Entre
os antigos a ideia do tenebroso, dos terríveis eventos
inesperados mas temíveis, tinha sua ocorrência associada
às horas noturnas, ao momento sagrado do sono reparador que
aliviava os homens do trabalho árduo e dignificante,
geralmente ligado à terra, à plantação e
à colheita.
Nos
textos antigos do Velho Testamento, que dista milênios de nossa
época, há um trecho, entre tantos, que ilustra essa
ideia: “guarda, o que houve de noite?”, grita a voz desesperada,
sem no entanto ter resposta alguma que a acalmasse. Este trecho,
registrado por Isaías, associa-se a outros, como em partes dos
evangelhos sinóticos, onde o ladrão vem sempre à
noite, e a esta se referem todas as metáforas das trevas e da
escuridão.
Mas
em nossos tempos não há hora para que o mal apareça
e nos atinja. Ao contrário, ele está instituído
com toda a roupagem da legalidade e das pompas formais. Está
embutido no preço final que é preciso pagar em cada
parte, parcelado por toda a vida e sentido a acada momento. O próprio
Estado, que era a grande esperança de salvação
para os antigos, uma vez que se concretizasse como um Reino de
Justiça, é hoje quem protege e incorpora a classe
política - torta de corpo e fétida de alma.
Vários
historiadores, como também o famoso pensador Max Weber em sua
Ética protestante e o espírito do capitalismo,
mostram em que base se inspirou a formação do Estado
norte americano, em suas origens, em que os puritanos, opondo-se aos
capitalistas aventureiros do sul, procuraram erguer uma nova pátria
fundada na ética ascética secular em que é
preciso se superar sempre, com dedicação vocacional ao
trabalho e ao lucro extraído dele.
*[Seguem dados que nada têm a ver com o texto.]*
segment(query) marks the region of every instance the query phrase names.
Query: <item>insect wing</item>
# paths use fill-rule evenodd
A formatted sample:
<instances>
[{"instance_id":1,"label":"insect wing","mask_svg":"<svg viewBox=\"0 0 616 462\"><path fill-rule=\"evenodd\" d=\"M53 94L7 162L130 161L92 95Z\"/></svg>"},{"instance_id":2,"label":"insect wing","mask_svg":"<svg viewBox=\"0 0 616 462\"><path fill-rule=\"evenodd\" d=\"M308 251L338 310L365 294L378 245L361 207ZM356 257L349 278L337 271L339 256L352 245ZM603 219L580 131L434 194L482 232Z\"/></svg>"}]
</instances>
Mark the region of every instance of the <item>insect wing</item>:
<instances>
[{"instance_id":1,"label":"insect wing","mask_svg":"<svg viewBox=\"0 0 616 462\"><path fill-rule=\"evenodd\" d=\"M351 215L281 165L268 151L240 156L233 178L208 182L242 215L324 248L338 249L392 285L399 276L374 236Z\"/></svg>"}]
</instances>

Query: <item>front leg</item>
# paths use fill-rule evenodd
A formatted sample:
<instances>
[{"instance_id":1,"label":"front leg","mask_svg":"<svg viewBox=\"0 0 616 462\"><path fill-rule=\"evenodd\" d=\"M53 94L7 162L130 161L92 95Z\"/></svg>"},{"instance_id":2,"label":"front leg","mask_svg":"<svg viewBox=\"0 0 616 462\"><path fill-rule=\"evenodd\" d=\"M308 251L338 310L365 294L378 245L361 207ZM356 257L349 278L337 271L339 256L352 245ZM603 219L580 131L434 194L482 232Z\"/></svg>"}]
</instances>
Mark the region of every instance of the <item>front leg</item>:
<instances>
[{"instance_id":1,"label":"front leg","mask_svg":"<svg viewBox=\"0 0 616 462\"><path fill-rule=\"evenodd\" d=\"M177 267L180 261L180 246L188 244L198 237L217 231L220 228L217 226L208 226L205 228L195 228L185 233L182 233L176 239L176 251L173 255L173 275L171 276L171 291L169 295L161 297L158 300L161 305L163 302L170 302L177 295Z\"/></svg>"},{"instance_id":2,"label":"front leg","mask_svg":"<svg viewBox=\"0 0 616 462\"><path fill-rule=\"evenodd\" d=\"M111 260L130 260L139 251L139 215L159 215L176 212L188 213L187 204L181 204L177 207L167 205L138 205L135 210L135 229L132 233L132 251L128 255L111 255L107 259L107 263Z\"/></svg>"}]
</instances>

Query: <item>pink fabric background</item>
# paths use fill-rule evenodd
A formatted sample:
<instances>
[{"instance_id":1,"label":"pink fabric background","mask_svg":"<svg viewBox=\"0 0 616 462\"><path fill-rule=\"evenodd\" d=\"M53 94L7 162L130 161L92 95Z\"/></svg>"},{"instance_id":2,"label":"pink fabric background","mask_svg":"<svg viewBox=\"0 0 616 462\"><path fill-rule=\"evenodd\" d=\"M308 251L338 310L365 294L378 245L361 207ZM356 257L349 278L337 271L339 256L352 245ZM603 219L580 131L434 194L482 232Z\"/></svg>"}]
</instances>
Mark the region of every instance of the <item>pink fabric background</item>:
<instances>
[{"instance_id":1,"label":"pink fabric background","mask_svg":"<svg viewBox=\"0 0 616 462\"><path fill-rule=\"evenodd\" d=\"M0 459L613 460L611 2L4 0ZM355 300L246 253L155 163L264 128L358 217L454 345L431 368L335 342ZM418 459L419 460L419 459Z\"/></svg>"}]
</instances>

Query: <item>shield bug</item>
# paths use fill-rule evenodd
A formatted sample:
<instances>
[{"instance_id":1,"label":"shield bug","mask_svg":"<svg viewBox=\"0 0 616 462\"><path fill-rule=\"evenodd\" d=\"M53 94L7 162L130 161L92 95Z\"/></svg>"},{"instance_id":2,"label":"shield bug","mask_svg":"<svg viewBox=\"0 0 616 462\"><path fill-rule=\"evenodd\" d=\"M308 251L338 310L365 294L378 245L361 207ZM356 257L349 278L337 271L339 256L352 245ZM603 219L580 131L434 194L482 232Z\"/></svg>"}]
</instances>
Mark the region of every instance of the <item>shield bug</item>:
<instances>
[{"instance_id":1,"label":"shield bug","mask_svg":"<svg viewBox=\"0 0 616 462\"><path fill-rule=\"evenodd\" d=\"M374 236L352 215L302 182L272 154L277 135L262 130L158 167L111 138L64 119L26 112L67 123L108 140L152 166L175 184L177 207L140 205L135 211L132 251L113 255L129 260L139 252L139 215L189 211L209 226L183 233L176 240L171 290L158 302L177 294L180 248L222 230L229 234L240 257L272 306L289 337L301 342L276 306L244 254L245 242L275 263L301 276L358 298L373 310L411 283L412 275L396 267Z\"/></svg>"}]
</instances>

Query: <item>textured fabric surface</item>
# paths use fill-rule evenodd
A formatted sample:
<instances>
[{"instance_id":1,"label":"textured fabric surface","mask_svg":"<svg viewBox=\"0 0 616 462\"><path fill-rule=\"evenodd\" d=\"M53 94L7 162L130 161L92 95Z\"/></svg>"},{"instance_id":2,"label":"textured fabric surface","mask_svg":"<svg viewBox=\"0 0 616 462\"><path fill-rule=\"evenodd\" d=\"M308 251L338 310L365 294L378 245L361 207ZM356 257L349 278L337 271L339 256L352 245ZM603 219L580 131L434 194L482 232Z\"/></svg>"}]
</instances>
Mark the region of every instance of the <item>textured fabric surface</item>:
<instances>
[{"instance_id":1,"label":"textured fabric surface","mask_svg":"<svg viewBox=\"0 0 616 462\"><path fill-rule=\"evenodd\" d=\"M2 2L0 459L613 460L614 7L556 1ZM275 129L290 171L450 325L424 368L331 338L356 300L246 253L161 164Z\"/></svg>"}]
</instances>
Para os puritanos
fundadores dessa ética, até os ricos devem comer de seu
dedicado trabalho.
Disto
separamo-nos sempre, desde o início da colonização,
onde sempre valeu e vale a exploração aventureira, egoista e corrupta; onde o mal do outro vale
dinheiro para tantos, onde as desgraças rentáveis se
dão cotidianamente, onde a ética da dignidade pessoal
não alastra-se, onde as catástrofes geram oportunidade
de aparecer, de se fazer novas promessas, de se falar em punir os corruptos,
de se falar em eliminar as facilidades viciadas que duram apenas até se
esfriar o corpo das vítimas, até o momento em que as
notícias perdem o interesse e se dirigem a outros males novos.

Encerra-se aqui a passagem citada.